The Household Gods 1880
Not only did art and excavation go together, so did art and literature. The Household Gods and the Temple of Aesculapius were inspired by an historical novel by Water Pater called Marius the Epicurean.

A Flower Stall 1880

Diogenes 1882
Diogenes was the leader of a philosophical school called the Cynics, which meant dog-like. Not only did Diogenes eschew the comforts and values of civil society and choose to bask in the sun and live in a tub, like any dog, he took a dim view of mankind in general. The lantern at his feet refers to his (unsuccessful) search for an honest man.
Diogenes, according to Plutarch, once asked Alexander the Great to step aside, as he was blocking Diogenes’ sunlight. Alexander was impressed by the man’s sense of his own importance, saying that “if he were not Alexander, he would choose to be Diogenes.” The women in the painting do not seem to be similarly impressed, a fact I find quite agreeable.

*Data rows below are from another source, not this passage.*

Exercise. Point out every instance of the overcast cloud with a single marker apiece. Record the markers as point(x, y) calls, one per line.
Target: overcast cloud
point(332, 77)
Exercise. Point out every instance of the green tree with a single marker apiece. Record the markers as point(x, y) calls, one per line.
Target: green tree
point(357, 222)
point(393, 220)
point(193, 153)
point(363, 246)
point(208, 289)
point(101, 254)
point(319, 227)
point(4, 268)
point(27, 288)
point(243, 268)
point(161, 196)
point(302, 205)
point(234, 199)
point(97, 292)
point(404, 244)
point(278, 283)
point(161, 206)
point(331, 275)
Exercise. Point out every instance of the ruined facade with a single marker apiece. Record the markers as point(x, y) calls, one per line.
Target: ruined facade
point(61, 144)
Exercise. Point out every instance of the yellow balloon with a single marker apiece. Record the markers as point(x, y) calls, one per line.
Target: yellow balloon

The Favourites of the Emperor Honorius 1883
Waterhouse was inspired by a Wilkie Collins novel, Antonina or the Fall of Rome. Instead of defending Rome from an impending invasion by barbarians, the Emperor’s trivial pursuits and the sycophantic acquiescence of his courtiers, who bring him flowers and books instead of warning, result in the starvation and sack of his people.